Kabar penetapan tersangka dua Komisioner Komisi Yudisial (KY) yakni Suparman Marzuki dan Taufiqurrohman Syahuri memperoleh tanggapan miring dari sejumlah organisasi masyarakat sipil. Pasalnya, keputusan Mabes Polri menetapkan keduanya atas dugaan pencemaran nama baik atas laporan Hakim Sarpin Rizaldi ini dianggap berlebihan dan bentuk kriminalisasi.

“Kita sangat menyesalkan tindakan kepolisian yang dengan mudahnya menetapkan dua Komisioner KY menjadi tersangka atas laporan Hakim Sarpin,” ujar Ketua Umum  Forum Kajian Hukum dan Konstitusi (FKHK) Victor Santoso Tandiasa saat dihubungi di Jakarta, Sabtu (11/7).  

Menurut dia, sebuah putusan pengadilan bukanlah milik hakim karena ketika hakim memutus perkara dalam persidangan, putusan tersebut sudah menjadi konsumsi publik.  Sehingga, putusan tersebut dapat dikomentari, dieksaminasi, atau dijadikan bahan penelitian karya tulis, dan kepentingan lainnya.

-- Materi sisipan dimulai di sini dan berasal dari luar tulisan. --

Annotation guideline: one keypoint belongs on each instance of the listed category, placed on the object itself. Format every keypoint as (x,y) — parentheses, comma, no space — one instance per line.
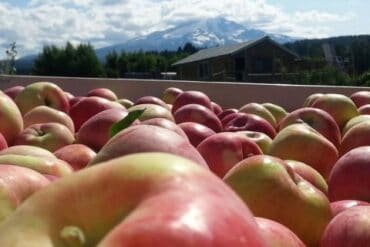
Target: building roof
(226,50)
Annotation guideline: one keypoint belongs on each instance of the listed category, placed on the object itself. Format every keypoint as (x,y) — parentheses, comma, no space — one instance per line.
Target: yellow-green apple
(50,136)
(95,132)
(302,143)
(103,93)
(318,119)
(278,235)
(12,92)
(272,190)
(351,228)
(252,122)
(339,106)
(259,110)
(16,185)
(261,139)
(11,122)
(167,124)
(357,136)
(45,114)
(42,93)
(87,107)
(196,132)
(311,98)
(170,94)
(78,156)
(222,151)
(152,111)
(309,174)
(339,206)
(360,98)
(198,114)
(147,138)
(151,199)
(349,178)
(191,97)
(277,111)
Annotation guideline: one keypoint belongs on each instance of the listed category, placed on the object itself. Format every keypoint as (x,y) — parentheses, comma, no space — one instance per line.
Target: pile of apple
(181,171)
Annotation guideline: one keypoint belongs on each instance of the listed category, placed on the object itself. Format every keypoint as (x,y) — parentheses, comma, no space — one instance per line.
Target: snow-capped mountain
(201,33)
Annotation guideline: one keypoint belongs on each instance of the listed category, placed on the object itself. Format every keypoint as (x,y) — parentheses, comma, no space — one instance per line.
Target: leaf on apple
(125,122)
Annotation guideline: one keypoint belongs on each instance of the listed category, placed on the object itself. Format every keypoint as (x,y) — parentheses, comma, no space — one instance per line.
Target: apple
(339,106)
(349,178)
(76,155)
(360,98)
(45,114)
(103,93)
(259,110)
(150,199)
(198,114)
(196,132)
(272,190)
(152,111)
(340,206)
(318,119)
(224,150)
(170,94)
(277,234)
(11,122)
(42,93)
(12,92)
(302,143)
(50,136)
(16,185)
(147,138)
(348,229)
(191,97)
(95,132)
(252,122)
(89,106)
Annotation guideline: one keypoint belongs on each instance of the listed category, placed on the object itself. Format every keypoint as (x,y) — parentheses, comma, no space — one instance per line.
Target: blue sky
(35,23)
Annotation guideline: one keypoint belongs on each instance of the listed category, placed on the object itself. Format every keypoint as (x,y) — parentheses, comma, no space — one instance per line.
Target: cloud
(107,22)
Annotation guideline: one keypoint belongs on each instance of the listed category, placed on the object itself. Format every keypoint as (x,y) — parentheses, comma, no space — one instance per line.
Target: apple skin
(224,150)
(11,122)
(78,156)
(339,106)
(191,97)
(198,114)
(272,190)
(151,199)
(339,206)
(278,235)
(89,106)
(360,98)
(348,229)
(45,114)
(252,122)
(259,110)
(349,178)
(42,93)
(318,119)
(309,174)
(12,92)
(16,185)
(196,132)
(302,143)
(94,133)
(170,94)
(147,138)
(103,93)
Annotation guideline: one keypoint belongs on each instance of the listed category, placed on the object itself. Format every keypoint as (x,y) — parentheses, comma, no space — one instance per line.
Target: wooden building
(239,62)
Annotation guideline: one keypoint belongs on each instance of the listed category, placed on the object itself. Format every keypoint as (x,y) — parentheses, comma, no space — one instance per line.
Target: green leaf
(125,122)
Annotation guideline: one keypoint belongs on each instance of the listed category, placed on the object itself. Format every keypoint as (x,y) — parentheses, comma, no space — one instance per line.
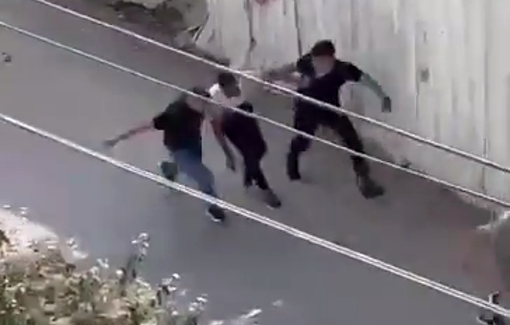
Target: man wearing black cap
(321,77)
(181,124)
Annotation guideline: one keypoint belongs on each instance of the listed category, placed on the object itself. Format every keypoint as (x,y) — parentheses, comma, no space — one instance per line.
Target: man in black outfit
(243,132)
(321,77)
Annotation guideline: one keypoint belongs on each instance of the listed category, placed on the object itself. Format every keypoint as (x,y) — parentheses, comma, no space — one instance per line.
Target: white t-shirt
(218,96)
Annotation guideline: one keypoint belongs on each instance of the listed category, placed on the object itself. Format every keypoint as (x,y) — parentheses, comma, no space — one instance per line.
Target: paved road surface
(417,225)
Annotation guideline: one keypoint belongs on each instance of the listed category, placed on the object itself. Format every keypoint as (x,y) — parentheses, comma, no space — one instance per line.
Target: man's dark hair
(323,48)
(200,91)
(226,79)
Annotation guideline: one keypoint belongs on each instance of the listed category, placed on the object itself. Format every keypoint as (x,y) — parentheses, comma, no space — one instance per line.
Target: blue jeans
(189,162)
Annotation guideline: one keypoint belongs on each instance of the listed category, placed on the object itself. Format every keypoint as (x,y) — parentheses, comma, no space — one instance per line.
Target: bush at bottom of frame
(42,284)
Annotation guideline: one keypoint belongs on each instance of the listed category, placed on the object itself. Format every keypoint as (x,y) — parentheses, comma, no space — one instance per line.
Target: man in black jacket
(243,132)
(321,77)
(181,124)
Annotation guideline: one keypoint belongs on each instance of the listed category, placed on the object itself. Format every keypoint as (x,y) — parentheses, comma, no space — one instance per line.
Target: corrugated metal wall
(445,63)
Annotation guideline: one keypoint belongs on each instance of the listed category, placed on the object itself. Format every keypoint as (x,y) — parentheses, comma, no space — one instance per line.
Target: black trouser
(307,119)
(244,133)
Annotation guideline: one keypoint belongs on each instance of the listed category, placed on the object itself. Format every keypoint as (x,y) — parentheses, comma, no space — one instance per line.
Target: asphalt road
(246,265)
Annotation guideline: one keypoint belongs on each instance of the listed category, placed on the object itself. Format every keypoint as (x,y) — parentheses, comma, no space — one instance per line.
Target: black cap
(200,91)
(323,48)
(226,78)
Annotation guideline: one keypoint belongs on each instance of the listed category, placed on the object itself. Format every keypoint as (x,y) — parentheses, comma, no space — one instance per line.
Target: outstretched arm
(144,127)
(222,141)
(369,82)
(355,74)
(281,73)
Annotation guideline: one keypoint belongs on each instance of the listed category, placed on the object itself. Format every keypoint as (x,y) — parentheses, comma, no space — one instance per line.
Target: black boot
(368,187)
(169,170)
(492,319)
(271,199)
(293,167)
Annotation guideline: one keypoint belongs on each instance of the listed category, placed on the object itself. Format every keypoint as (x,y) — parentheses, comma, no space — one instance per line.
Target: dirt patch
(164,24)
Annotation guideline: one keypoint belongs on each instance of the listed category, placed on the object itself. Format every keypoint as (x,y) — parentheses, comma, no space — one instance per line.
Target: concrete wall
(443,62)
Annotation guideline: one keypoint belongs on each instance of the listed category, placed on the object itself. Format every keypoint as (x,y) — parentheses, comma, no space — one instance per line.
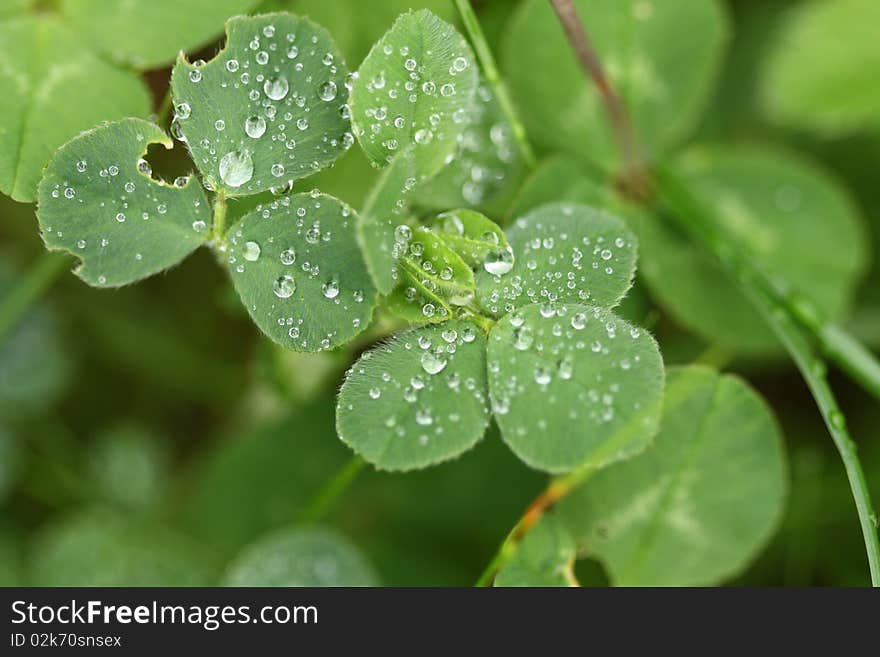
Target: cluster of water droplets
(557,262)
(294,248)
(572,361)
(428,396)
(283,108)
(413,99)
(103,199)
(486,158)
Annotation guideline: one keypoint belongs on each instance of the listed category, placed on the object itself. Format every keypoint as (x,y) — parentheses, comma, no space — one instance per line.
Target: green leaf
(384,212)
(297,267)
(269,109)
(100,548)
(416,87)
(560,178)
(433,278)
(364,22)
(471,235)
(129,467)
(662,56)
(13,7)
(573,386)
(486,167)
(821,72)
(786,214)
(429,260)
(699,504)
(415,303)
(150,33)
(544,557)
(562,252)
(263,476)
(98,202)
(35,359)
(419,399)
(42,67)
(301,557)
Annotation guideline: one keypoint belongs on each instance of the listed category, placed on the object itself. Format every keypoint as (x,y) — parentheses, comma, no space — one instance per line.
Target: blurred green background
(149,434)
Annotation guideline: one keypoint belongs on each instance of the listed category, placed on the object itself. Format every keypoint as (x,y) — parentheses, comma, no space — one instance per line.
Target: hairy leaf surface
(269,109)
(42,67)
(695,507)
(98,202)
(419,399)
(296,265)
(573,386)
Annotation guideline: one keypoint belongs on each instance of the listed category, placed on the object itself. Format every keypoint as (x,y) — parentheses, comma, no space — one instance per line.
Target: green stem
(558,488)
(813,370)
(786,316)
(493,77)
(331,491)
(37,279)
(778,312)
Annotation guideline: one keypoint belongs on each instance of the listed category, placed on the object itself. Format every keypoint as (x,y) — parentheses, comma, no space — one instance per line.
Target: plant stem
(36,280)
(777,311)
(786,316)
(331,491)
(546,500)
(218,222)
(635,179)
(813,371)
(499,88)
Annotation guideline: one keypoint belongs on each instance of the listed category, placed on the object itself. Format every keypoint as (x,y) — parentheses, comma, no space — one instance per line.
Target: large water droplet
(251,251)
(284,286)
(499,262)
(276,88)
(433,363)
(236,168)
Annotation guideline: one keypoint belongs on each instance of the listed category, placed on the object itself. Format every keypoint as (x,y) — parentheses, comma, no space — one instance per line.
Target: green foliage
(544,558)
(471,235)
(102,548)
(297,267)
(572,386)
(790,218)
(419,399)
(821,73)
(414,88)
(98,202)
(692,509)
(300,557)
(129,467)
(42,66)
(150,33)
(487,166)
(561,253)
(663,80)
(269,109)
(384,211)
(449,320)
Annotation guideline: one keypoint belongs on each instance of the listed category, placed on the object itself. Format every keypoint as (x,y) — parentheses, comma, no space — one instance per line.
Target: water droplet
(276,88)
(288,256)
(523,338)
(330,289)
(236,168)
(328,91)
(284,286)
(499,262)
(251,251)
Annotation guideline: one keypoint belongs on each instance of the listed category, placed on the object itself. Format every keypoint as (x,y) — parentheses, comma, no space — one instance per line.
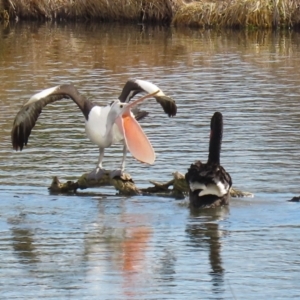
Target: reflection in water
(23,244)
(203,230)
(143,248)
(122,241)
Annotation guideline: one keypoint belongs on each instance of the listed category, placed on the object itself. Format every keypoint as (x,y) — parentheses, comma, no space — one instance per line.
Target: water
(97,244)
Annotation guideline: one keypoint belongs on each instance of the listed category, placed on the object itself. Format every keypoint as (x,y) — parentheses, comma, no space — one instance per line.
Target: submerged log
(176,188)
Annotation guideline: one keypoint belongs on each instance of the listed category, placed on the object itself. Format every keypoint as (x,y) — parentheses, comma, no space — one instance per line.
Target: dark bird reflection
(204,232)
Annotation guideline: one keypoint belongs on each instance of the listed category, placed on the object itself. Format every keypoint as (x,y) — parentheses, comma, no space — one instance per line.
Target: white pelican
(209,183)
(104,126)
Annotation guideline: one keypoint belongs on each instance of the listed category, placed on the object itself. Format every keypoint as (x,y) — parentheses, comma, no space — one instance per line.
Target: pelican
(209,183)
(104,126)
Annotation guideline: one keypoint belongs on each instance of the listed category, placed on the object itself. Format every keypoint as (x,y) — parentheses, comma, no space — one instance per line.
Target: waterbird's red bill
(135,138)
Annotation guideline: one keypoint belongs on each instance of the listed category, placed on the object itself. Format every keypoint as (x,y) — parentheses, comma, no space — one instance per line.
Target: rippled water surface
(98,245)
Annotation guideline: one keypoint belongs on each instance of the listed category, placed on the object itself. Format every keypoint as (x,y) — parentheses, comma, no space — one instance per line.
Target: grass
(200,13)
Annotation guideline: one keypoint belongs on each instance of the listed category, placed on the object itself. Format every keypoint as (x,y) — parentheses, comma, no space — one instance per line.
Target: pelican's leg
(99,171)
(120,172)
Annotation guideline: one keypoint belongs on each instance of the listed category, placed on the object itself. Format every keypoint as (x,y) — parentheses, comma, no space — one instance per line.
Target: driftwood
(176,188)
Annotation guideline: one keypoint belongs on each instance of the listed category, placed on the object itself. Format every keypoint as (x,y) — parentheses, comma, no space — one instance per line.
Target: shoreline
(202,13)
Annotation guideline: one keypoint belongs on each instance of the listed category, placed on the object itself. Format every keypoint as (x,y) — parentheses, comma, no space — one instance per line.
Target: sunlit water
(98,245)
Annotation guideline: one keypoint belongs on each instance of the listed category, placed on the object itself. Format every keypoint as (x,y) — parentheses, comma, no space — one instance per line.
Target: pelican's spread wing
(136,140)
(29,113)
(135,86)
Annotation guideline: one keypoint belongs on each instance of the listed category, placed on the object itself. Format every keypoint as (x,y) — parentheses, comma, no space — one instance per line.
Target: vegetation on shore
(199,13)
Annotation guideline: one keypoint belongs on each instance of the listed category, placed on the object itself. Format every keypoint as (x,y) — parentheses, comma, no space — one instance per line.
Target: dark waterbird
(104,126)
(209,183)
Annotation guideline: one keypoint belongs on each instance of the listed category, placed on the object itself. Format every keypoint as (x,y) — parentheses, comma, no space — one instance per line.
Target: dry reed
(200,13)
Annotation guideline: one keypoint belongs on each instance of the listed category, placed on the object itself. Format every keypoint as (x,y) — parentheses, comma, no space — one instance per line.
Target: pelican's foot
(116,173)
(96,174)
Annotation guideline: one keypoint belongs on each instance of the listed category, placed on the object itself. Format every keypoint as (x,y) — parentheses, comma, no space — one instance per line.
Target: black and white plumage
(209,183)
(104,125)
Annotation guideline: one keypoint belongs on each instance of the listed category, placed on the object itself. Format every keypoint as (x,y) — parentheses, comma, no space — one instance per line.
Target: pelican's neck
(215,141)
(110,121)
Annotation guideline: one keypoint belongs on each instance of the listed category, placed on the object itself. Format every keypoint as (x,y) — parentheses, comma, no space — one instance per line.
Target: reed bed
(239,13)
(200,13)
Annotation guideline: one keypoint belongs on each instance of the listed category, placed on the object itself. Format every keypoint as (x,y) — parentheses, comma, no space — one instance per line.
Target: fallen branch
(175,188)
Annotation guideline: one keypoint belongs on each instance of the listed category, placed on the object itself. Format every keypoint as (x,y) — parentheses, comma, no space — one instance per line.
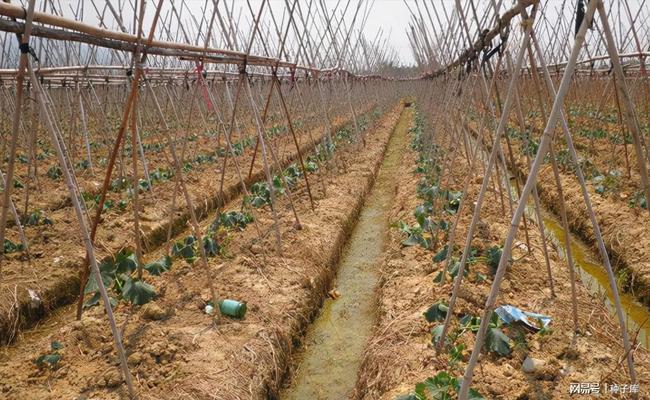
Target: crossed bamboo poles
(141,49)
(513,97)
(443,53)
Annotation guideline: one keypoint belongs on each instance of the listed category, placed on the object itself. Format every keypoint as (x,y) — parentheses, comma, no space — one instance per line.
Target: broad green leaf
(441,255)
(436,334)
(137,292)
(210,246)
(437,312)
(163,264)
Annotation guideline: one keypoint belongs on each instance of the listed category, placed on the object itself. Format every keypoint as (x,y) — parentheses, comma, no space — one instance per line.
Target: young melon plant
(443,386)
(117,273)
(50,359)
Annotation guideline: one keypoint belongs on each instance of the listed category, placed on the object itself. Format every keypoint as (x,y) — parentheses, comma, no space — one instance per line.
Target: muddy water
(594,277)
(328,364)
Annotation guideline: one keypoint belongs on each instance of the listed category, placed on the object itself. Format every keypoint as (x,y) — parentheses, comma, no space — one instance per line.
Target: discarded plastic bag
(510,314)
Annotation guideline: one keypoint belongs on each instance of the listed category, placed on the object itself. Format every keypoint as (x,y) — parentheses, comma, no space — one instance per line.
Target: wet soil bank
(174,350)
(400,353)
(326,367)
(626,231)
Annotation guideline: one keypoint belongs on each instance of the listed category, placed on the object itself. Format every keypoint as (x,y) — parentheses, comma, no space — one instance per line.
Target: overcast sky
(391,16)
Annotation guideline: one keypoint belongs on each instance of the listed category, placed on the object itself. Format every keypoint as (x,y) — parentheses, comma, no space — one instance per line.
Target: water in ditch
(594,277)
(328,364)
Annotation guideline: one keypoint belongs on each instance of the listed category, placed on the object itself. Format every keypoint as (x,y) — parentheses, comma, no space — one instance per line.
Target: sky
(391,16)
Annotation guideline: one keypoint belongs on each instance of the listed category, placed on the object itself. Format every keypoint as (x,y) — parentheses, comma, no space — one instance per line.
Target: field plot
(263,199)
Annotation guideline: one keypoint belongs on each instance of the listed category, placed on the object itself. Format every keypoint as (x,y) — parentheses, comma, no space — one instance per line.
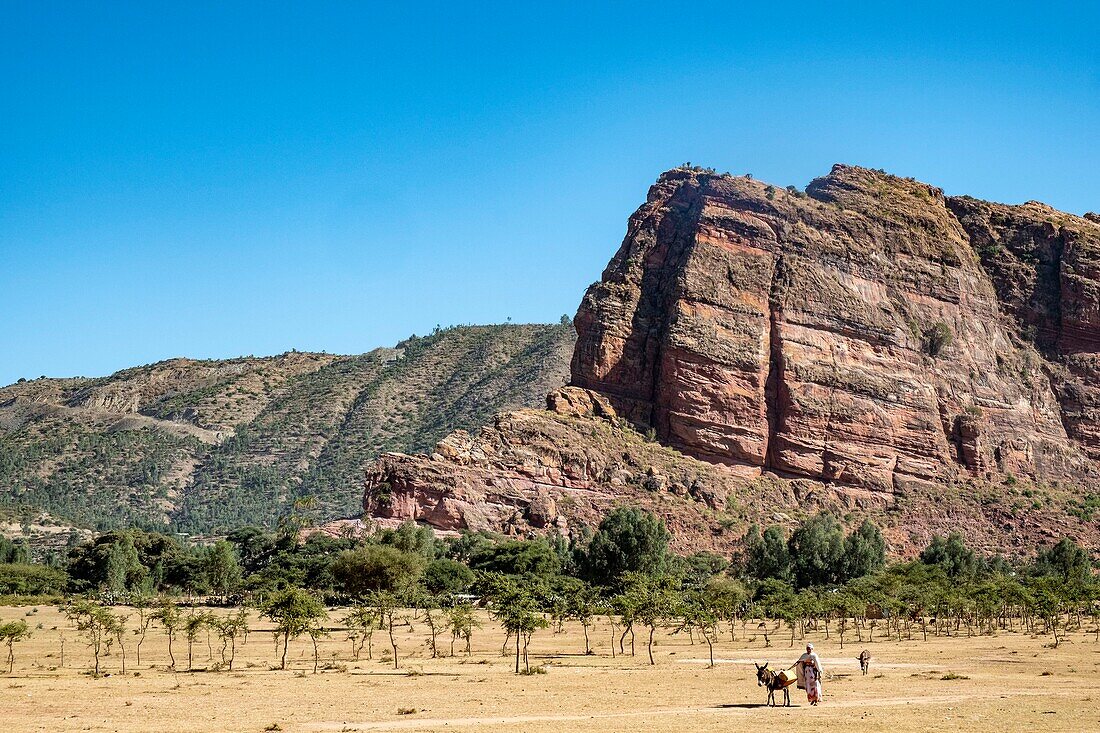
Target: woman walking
(811,666)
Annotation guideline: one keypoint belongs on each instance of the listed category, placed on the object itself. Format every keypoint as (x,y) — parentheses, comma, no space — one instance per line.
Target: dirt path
(726,711)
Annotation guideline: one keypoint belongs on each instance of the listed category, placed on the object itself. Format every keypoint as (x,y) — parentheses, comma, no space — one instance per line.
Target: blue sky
(210,179)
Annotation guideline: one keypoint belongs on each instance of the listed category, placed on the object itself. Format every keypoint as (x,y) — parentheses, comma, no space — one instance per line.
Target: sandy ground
(1011,681)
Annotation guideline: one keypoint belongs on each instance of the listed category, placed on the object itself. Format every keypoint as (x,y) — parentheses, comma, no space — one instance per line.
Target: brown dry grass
(1011,681)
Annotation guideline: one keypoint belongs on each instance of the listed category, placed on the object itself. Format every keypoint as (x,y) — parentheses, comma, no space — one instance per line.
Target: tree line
(814,578)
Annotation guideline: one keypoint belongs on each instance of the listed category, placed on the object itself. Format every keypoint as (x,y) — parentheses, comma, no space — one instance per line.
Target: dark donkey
(773,681)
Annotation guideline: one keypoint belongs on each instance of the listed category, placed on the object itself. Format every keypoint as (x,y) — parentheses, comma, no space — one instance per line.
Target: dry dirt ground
(1011,681)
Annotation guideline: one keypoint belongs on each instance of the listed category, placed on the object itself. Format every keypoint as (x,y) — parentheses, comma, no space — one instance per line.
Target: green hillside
(202,446)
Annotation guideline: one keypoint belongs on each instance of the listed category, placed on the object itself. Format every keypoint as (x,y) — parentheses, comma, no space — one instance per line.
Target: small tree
(653,599)
(628,540)
(220,568)
(581,604)
(362,621)
(118,632)
(514,606)
(144,619)
(437,622)
(294,612)
(167,615)
(95,623)
(865,550)
(11,632)
(387,605)
(229,628)
(463,622)
(697,614)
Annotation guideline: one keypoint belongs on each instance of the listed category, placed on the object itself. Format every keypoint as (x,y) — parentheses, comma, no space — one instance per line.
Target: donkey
(772,681)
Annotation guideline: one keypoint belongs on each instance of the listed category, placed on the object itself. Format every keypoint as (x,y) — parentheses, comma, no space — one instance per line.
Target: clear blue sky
(211,179)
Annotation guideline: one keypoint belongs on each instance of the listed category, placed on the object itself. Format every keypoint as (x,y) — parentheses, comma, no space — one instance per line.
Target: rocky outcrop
(1045,266)
(867,345)
(849,335)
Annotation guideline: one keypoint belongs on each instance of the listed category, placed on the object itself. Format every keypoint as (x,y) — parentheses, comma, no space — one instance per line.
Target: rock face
(868,345)
(853,334)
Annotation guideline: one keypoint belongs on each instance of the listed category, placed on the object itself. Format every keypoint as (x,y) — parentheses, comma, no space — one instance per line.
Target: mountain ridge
(202,446)
(865,342)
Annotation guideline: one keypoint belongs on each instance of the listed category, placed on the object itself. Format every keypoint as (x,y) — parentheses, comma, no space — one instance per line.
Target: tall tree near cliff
(294,612)
(628,539)
(865,550)
(816,548)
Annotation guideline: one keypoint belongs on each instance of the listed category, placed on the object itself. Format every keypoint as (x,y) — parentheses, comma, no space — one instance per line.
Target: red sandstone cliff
(866,343)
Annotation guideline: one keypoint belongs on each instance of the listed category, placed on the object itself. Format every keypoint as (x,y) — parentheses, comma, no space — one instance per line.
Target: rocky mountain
(868,345)
(204,446)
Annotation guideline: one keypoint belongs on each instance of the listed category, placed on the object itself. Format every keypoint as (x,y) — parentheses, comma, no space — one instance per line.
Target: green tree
(124,570)
(20,579)
(950,554)
(628,539)
(193,625)
(229,630)
(220,568)
(447,577)
(767,556)
(816,549)
(362,621)
(1066,560)
(373,568)
(516,610)
(652,600)
(518,557)
(96,623)
(463,622)
(294,612)
(167,615)
(865,550)
(10,633)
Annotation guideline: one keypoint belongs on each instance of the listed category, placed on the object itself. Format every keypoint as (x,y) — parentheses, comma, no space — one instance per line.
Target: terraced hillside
(202,446)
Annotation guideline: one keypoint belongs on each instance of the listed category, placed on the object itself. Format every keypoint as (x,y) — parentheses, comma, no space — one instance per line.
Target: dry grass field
(1011,681)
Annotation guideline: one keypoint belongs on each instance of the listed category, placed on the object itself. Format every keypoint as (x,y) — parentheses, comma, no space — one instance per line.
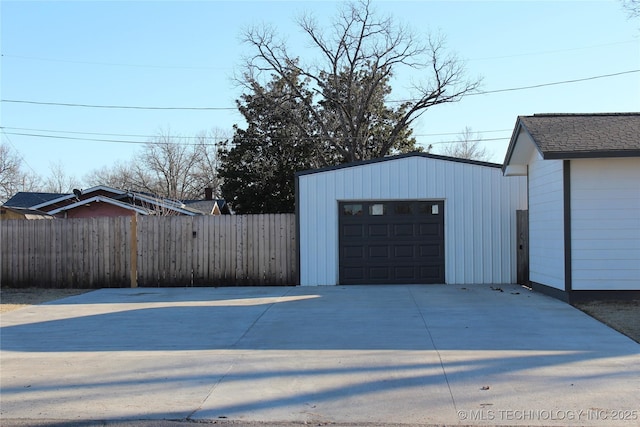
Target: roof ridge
(631,113)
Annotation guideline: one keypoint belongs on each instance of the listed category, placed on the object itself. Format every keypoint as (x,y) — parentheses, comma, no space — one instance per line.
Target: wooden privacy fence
(149,251)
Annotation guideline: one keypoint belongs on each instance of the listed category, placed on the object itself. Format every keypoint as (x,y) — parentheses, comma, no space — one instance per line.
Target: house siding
(605,224)
(480,214)
(546,222)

“Apa yang dilakukan dua komisioner KY hal yang lazim/normal ketika Komisioner KY memberikan tanggapan sebagai informan kepada media massa yang menanyakan putusan Hakim Sarpin yang dianggap sebagian kalangan sebagai putusan kontroversi. Konstitusi,  Pasal 28F UUD 1945 menjamin hal ini,” kata Victor.

Diakuinya, dalam hukum dikenal asas res judicata pro pretate habetur (putusan hakim harus dianggap benar). Namun, bukan berarti sebuah putusan pengadilan tidak boleh dikomentari/ditanggapi publik. Sebab, Pasal 28E ayat (3) UUD 1945 menjamin kebebasan berpendapat bagi semua warga negara tanpa terkecuali. “Ingat mengomentari/menanggapi putusan pengadilan bukan berarti tidak mematuhi putusan,” kata dia.

“Kita bisa melihat di media sosial ada berapa juta komentar baik yang mendukung hakim Sarpin maupun mengkritik, bahkan yang mencaci-maki juga banyak.”

Dia mensinyalir kasus ini sudah dijadikan alat memuaskan nafsu kekuasaan/kepentingan politik atas nama penegakan hukum. Hal ini sudah melanggar cita-cita negara hukum yang demokratis berdasarkan Pancasila dan UUD 1945. “Jika mengomentari putusan pengadilan sama dengan menghina/mencemarkan nama baik hakim yang memutus, ini sangat berbahaya dan mengancam nilai demokrasi di Indonesia,” dalihnya.